Wednesday, July 14, 2010

Lunch bunch remembers Fred Bochert


Former printer Fred Bochert's death at age 92 was one of many topics discussed at the monthly Papa \Joe's restaurant lunch today. Donovan Funeral Home is in charge of arrangements.

Newsroom retiree Tom Moore, who spent a lot of time in Composing room, recalls Fred as being the
copy-cutter -- his obituary described his role as supervising in the Composing Room. For those who don't remember hot type, that means Fred took a long story, which a reporter had typed on paper and an editor had edited on that same paper, and cut it up into several pieces. That way the story would be finished much faster than if only one typesetter set the entire story. Then the segments of the story would be put together on a galley, a tray that held the type.

It's a long way from today's story typed by a reporter on his computer and goes through editors, headline-writer and a page layout artist before it shows up on a finished page.

As for Tom, he was wearing his new glasses after cataract surgery on his left eye. He also had a new camera to show off, which takes a single panarama photo as Tom scanned the other BJ folks at the table.

For the third straight month seven people showed up for the lunch. In addition to Tom Moore, attendees were engraving's Pat Dougherty, printers Joe Catalano, Cal Deshong, Carl Nelson, Gene McClellan and newsroom retiree John Olesky.

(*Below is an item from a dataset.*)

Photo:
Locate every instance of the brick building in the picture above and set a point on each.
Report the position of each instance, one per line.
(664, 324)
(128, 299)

If you want to attend, be at Papa Joe's on Akron-Peninsula Road and Portage Trail Extension at 1 p.m. on the second Wednesday of each month.

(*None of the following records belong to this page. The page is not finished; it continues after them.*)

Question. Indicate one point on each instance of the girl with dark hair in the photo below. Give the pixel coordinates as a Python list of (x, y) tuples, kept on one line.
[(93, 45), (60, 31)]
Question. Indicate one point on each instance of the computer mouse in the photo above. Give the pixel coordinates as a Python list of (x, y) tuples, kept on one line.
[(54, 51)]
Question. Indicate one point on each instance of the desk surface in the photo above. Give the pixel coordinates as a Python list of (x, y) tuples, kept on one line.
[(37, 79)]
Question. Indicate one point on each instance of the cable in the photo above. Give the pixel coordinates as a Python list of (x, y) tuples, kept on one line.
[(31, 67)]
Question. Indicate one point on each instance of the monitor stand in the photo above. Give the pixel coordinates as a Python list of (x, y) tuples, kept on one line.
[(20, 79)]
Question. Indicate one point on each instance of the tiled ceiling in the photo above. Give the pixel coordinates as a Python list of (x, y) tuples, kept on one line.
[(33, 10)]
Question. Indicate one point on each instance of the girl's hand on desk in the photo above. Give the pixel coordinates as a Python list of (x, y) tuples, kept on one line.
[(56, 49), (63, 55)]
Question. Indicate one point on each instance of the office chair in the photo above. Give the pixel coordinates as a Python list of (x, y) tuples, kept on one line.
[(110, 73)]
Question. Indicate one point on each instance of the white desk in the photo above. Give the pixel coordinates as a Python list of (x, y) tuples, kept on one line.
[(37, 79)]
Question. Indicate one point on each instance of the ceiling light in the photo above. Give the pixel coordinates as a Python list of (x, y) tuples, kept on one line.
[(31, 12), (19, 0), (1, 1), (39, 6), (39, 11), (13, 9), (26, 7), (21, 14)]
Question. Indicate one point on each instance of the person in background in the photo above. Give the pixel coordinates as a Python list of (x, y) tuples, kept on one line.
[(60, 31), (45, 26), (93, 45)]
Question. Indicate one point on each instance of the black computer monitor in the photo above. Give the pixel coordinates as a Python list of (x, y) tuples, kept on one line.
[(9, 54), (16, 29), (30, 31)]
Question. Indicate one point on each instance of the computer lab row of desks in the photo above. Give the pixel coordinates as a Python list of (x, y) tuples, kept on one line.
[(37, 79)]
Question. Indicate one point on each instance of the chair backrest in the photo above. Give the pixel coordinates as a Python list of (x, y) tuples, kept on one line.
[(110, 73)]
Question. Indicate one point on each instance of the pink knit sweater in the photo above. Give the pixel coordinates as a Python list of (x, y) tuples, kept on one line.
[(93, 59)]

Click on the headline to see photos of the July attendees, including Tom's panarama photo.

1 comment:

Anonymous said...

This was so interesting. I am Fred's granddaughter. I used to ask him what he did at the Beacon, but he never really described it very well. He did used tell me that he yelled at sports reporters, because they were always late.
I am a newspaper adviser at GlenOak High School in Canton, so I have been in the Beacon Journal's offices a few times in the past years for work. When I told him what had happened to the composing room he just laughed.